Vanessa Redgrave Calls United Nations Reps "Dead" and "Dehumanized"

Fabrizio Maltese
Vanessa Redgrave

The accomplished actress makes her directorial debut with the refugee documentary 'Sea Sorrow.'

Vanessa Redgrave makes her directorial debut with the documentary Sea Sorrow, her first-person call for governments to come to the aid of the child refugees flooding Europe.

The accomplished actress chose film as the medium to deliver this message because “the arts can help rehumanize people who have been damaged and dehumanized for whatever reason,” she told reporters after a New York Film Festival press screening. “Not all, but most of the people in the U.N. are dead. I respect the U.N., I will fight for its existence and for its historical role and for the conventions under the name of the United Nations. I will fight for the lives involved in that history, the dead lives as well as the current lives. But the majority are dead — they were chosen to be their country’s representatives because they are dead. Sorry, that’s my view.

“Film is one of the arts — although treated like a prostitute most of the time, but it is an art — that can help people communicate and get rehumanized,” she continued. “It’s very hard — politicians who have been dehumanized don’t want to be rehumanized, I’ve noticed.”

Redgrave hopes the film, which also includes appearances by Ralph Fiennes and Emma Thompson, helps viewers have compassion for the displaced people onscreen. “Do you realize how close we are? It could be us. What will we do if we are treated the way our country has treated other families? … That can happen so easily and so quickly,” she explained. “Do people have imaginations? People don’t have time for imaginations. … Film, like theater, can. It doesn’t impose, it can help people stop reacting and start thinking.”

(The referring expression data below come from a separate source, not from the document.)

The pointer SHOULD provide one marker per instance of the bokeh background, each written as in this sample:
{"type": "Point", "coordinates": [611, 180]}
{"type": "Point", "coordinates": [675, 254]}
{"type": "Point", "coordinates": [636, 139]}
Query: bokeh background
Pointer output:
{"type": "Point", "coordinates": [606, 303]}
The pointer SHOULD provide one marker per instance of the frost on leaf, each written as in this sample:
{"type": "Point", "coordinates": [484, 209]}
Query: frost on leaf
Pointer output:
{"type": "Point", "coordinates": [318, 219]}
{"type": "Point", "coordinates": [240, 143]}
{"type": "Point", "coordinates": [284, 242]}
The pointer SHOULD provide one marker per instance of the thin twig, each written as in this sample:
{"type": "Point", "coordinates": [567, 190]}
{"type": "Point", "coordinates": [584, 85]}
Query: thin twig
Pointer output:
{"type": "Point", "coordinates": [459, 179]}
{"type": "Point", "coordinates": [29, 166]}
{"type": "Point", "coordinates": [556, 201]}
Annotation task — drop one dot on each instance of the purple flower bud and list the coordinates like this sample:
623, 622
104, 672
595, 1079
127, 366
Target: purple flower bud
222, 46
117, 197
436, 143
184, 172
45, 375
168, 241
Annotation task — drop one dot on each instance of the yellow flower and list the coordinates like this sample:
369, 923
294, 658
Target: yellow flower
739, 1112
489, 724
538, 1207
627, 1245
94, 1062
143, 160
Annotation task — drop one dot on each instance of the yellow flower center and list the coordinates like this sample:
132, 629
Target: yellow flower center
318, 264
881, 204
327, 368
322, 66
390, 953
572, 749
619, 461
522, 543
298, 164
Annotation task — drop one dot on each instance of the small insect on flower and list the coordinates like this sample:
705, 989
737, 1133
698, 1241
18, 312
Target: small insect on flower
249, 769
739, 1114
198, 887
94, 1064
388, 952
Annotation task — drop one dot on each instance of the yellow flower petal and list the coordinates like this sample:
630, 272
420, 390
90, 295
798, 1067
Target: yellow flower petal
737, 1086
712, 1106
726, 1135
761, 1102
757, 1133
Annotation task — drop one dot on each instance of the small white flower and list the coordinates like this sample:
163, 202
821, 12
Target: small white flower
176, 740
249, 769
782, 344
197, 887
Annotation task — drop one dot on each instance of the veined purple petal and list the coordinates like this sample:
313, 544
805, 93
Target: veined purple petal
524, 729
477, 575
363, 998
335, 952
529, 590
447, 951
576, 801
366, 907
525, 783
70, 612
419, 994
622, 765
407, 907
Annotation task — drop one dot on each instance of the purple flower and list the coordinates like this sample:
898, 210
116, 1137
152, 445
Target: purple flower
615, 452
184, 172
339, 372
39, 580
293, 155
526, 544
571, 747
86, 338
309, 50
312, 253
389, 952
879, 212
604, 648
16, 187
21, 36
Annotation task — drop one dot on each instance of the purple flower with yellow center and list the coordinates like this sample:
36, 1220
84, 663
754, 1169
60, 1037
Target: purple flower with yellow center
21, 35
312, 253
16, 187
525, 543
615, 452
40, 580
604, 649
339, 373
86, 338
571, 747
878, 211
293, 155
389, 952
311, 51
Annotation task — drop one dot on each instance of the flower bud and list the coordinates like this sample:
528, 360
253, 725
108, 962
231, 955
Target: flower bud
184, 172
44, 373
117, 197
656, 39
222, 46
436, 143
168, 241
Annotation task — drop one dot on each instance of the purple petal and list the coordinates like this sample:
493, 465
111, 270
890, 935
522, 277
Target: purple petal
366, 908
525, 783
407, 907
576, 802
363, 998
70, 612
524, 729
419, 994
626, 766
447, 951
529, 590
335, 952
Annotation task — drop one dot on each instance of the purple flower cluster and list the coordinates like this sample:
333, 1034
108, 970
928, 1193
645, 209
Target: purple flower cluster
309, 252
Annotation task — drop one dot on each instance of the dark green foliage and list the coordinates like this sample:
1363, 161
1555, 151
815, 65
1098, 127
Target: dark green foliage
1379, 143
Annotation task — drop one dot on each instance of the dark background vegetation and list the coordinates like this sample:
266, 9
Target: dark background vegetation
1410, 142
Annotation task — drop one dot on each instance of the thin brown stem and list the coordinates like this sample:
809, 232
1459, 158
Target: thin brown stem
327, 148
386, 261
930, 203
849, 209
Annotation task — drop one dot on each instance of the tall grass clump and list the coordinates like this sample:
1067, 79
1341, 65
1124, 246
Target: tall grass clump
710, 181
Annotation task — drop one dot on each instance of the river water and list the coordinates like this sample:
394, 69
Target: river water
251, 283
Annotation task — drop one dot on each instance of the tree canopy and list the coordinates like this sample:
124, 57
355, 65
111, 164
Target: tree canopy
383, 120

Though the call for empathy on the global refugee crisis may seem familiar to many, “there’s no such thing as preaching to the converted, because the converted can deconvert like that,” she said, snapping her fingers. “Life’s like that, and we better not get dumbly despairing because life is like that. Life is like that and we’ve got to try again.”

Despite her longtime efforts in the human rights sector, don’t call Redgrave an “activist," as she prefers the term “campaigner" instead. “Activists are wonderful people, and then they disappear. The trouble is they were content and others were content for them just to be active and not think. Now that can sound like an impossible contradiction, but believe me it’s very possible,” she explained. “I went through two period where I was gonna give up. Thinking and studying helped me regain a strength that I have not lost.”